Exxon raked in US$55.7 billion for the full year. Other major oil companies like Shell and BP recorded similar profits. Exxon spokesperson Casey Norton had told Reuters on Dec. 29 that the windfall tax would end up being “a destructive force for investor confidence.”

Exxon’s Chief Executive Officer (CEO) Darren Woods echoed similar comments during the company’s recent Q4 2022 Earning Conference. Woods explained that windfall taxes will dim the industry’s appetite to pump more investments, especially “in a challenging market” like Europe, which is becoming “more uncertain and less stable.”

“…you are going to then see that begin to propagate around the world just because of the negative impact [windfall taxes] have on an industry that requires a stable policy,” he highlighted. “My sense is that there will be a lot of unintended negative consequences that come from this.”

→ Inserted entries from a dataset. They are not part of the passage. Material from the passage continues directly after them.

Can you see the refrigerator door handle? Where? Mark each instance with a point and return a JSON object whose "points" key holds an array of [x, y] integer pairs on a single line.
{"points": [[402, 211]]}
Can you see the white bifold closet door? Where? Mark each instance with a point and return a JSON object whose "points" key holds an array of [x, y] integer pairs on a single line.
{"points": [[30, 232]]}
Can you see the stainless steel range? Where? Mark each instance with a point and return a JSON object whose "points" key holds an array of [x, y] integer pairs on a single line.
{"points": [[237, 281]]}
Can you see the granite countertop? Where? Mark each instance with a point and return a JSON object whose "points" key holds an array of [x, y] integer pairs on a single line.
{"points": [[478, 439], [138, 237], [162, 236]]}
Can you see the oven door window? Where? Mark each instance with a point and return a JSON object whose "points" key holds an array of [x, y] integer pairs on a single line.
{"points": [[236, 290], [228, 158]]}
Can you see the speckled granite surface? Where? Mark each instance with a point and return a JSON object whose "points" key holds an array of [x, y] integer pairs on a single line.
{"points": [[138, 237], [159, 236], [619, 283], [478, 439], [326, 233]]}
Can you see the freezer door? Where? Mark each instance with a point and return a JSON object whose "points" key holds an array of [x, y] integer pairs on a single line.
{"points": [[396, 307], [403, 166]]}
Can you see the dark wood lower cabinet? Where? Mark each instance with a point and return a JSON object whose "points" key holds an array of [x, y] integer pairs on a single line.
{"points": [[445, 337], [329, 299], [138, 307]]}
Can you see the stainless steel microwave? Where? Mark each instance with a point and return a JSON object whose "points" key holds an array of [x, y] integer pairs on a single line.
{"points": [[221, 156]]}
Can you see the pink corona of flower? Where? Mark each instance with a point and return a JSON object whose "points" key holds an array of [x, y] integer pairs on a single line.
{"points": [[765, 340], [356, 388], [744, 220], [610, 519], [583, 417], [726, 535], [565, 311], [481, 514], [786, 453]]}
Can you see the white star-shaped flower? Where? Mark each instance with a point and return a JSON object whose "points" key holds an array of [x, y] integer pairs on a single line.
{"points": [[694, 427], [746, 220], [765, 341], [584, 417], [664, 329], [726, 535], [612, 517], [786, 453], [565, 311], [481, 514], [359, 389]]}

And Woods added, as that manifests itself, there will be a lot less appetite for investments.

Windfall taxes have been introduced in some nations as a knee-jerk reaction to the global energy crisis to help ease the pockets of consumers paying the highest prices in decades for electricity, gasoline, and travel. Countries such as Canada and the United Kingdom have also gone this route.

Norway-based Rystad Energy believes this approach would only hurt the oil industry in the end. Before such steps are taken, Rystad Energy said the situation must be analysed as “rationally as possible”.

Over in Guyana, the government has made its position clear; a windfall tax cannot be implemented given the stability clause of the contract governing Stabroek Block operations.